The resulting GT strength distribution shows a prominent peak at 0.97 MeV in the daughter nucleus, consistent with (p,n), (d,²He) and (³He,t) measurements. The total B(GT) summed up to 7 MeV is 2.65, lying between the shell‑model value (≈ 2.1) and the experimentally extracted value (≈ 1.36). The Ikeda sum rule is satisfied, confirming the internal consistency of the calculation.
Electron‑capture rates λₑ are computed using the standard β‑decay formalism λ = (ln 2) · f · B(GT)/ft, where the phase‑space integral f₍ᵢⱼ₎ is evaluated for each transition at the relevant temperature and density. At low densities (ρ ≤ 10⁷ g cm⁻³) and temperatures (T ≤ 10⁸ K) the QRPA rates agree well with shell‑model results. However, as the core contracts to ρ ≈ 10¹¹ g cm⁻³, the QRPA rates become significantly larger—by factors of 3.7 to 4 at T ≈ 10⁹ K—because the total GT strength in the QRPA calculation exceeds that of the shell model. This enhancement is independent of the detailed distribution of strength; at such high electron Fermi energies the capture rate is governed primarily by the integrated GT strength. The authors also note that they do not invoke Brink’s hypothesis, which is often used in large‑scale shell‑model rate tables, thereby preserving the temperature dependence of the strength distribution.
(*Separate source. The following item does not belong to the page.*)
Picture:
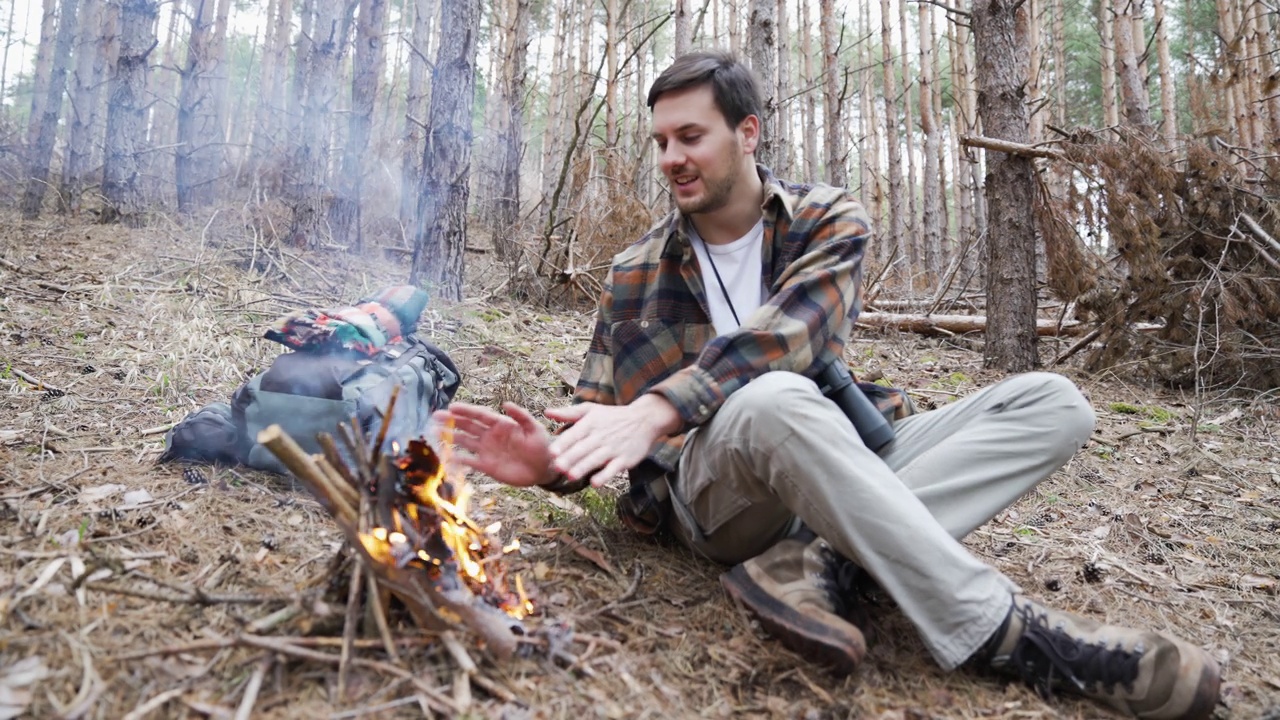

When compared with the classic F²N rates, the QRPA rates are higher in the low‑density regime (where F²N’s fixed log ft = 5.0 underestimates the strength) and comparable or modestly higher at the highest densities, again reflecting the larger total GT strength.
Astrophysically, the enhanced electron‑capture rates imply a more rapid reduction of the electron fraction Yₑ and a lower entropy in the O+Ne+Mg core during the final stages of stellar evolution. Recent simulations (e.g., Kitaura et al. 2006) that employed the older Takahara/Oda shell‑model rates found only delayed explosions, partly because the reduced capture slowed the collapse and kept the shock radius large. Incorporating the QRPA rates could lead to a smaller Yₑ, a more compact core, and potentially a stronger bounce shock, thereby affecting the likelihood of prompt versus delayed explosions. Moreover, the altered Yₑ and entropy trajectories would influence nucleosynthesis pathways, including low‑entropy r‑process scenarios that have been proposed for such progenitors.
In summary, the paper provides a comprehensive QRPA‑based calculation of GT strength and electron‑capture rates for 24Mg, demonstrates significant differences from previous shell‑model and F²N rates at supernova‑relevant conditions, and highlights the importance of updating weak‑interaction rate libraries in stellar evolution and core‑collapse supernova models.